Este viernes 10 de julio, Karla Gómez, dueña del famoso patito mundialista, compartió en la conferencia matutina conocida como La Mañanera su experiencia y agradecimiento hacia las autoridades que facilitaron este logro. “Ya tenemos casa. Nosotros vivíamos en un local sobre Vértiz y Arcos de Belén. No decíamos esto por temor a que la Delegación nos la pudiera quitar, entonces siempre dijimos que vivíamos en una casa cuando realmente no era cierto”, relató la comerciante.
La revelación de que la familia había habitado un espacio no destinado para vivienda desató críticas en redes sociales y cuestionamientos sobre la legalidad de su situación. Algunos usuarios interpretaron que la vivienda otorgada era un pago por su presencia en la conferencia, una acusación que no ha sido confirmada.
Karla Gómez explicó que la casa fue adquirida a crédito mediante un programa de vivienda de la Ciudad de México, con el apoyo directo de la presidenta de México, Claudia Sheinbaum, y la jefa de gobierno capitalina, Clara Brugada. “Un buen día Dios me la puso de camino y fue cuando usted me pidió, me preguntó si necesitaba algo. Le comenté mi situación, le enseñé las fotos de donde vivíamos, dónde nos bañábamos y demás, usted nos dijo que nos iba a poder ayudar y eso fue real, nos ayudó”, afirmó.

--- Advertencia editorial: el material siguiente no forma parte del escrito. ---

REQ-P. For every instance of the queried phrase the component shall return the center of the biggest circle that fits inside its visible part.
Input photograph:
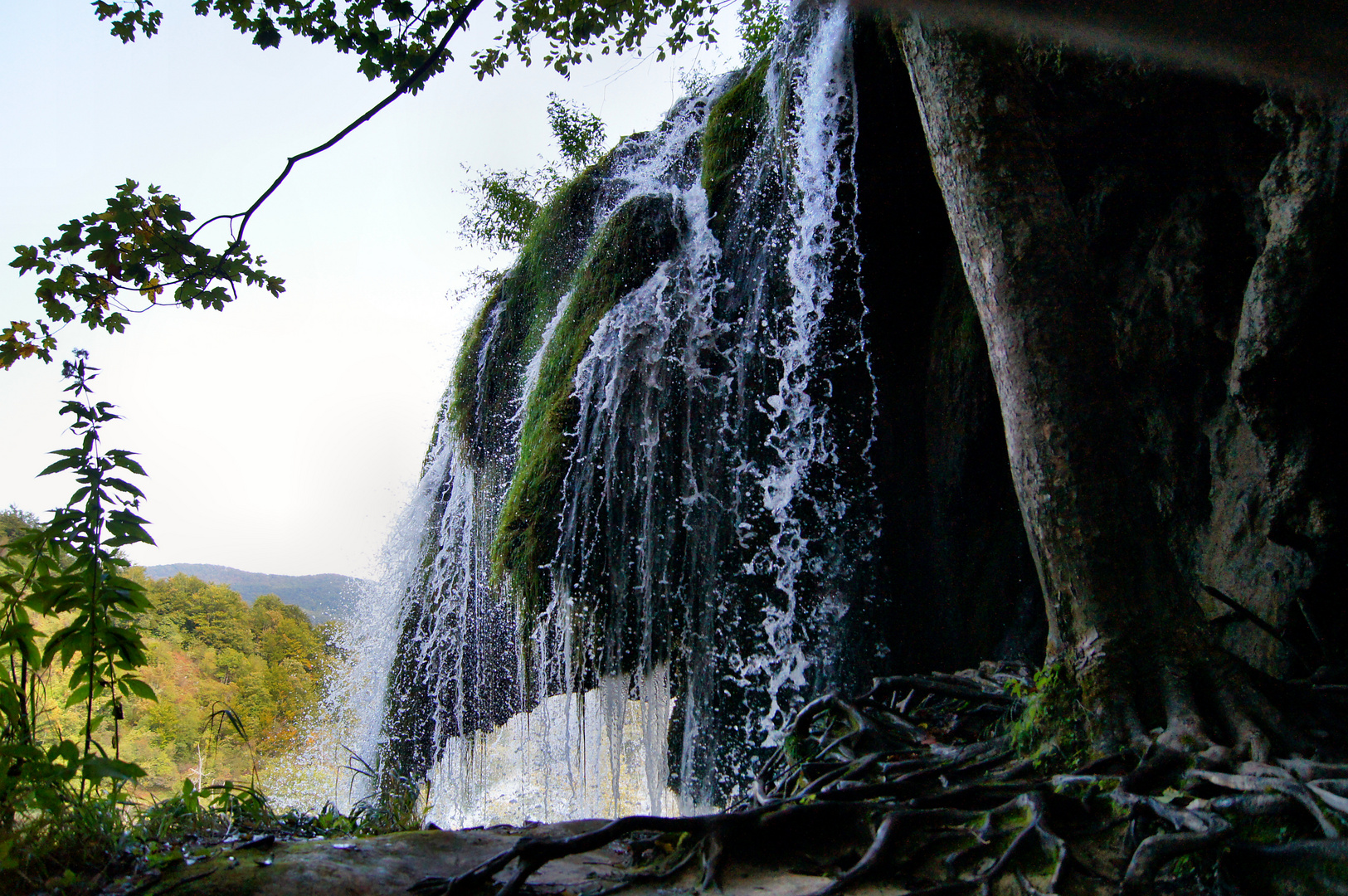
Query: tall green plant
(68, 574)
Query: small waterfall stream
(712, 503)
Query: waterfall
(649, 511)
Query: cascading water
(649, 512)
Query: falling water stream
(716, 505)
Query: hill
(319, 596)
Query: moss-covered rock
(640, 235)
(732, 127)
(510, 325)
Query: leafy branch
(71, 572)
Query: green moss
(487, 376)
(1053, 723)
(623, 255)
(732, 125)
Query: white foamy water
(703, 481)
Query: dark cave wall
(1216, 235)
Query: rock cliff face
(728, 429)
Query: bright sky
(280, 436)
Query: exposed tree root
(916, 783)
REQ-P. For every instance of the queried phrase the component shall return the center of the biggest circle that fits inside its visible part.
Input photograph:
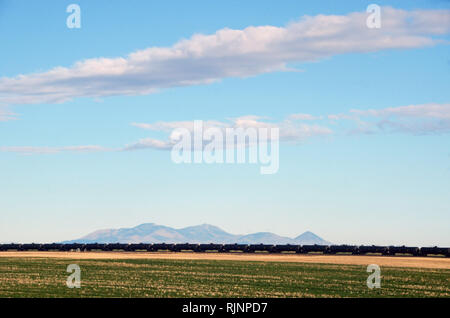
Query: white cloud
(415, 119)
(288, 131)
(439, 111)
(203, 59)
(303, 117)
(6, 115)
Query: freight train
(233, 248)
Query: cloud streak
(429, 118)
(204, 59)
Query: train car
(286, 248)
(227, 248)
(10, 247)
(51, 247)
(133, 247)
(393, 250)
(210, 247)
(163, 247)
(350, 249)
(425, 251)
(185, 247)
(373, 249)
(314, 249)
(252, 248)
(72, 247)
(30, 247)
(117, 247)
(94, 246)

Sheinbaum confirmó que fue ella quien se acercó a Karla para ofrecerle apoyo cuando la familia Gómez acudió a La Mañanera con el Pato Merlín. Posteriormente, la presidenta gestionó con Clara Brugada el respaldo necesario para que la familia pudiera iniciar los trámites ante el Instituto de Vivienda (INVI), institución encargada de otorgar la vivienda a crédito.
Este caso pone en evidencia las carencias habitacionales que persisten en la capital y la importancia de programas públicos que garanticen el derecho a una vivienda digna, especialmente para quienes han sido históricamente marginados. La intervención directa de autoridades comprometidas con la justicia social puede marcar la diferencia en la vida de familias vulnerables, un ejemplo que debería replicarse con mayor alcance y transparencia.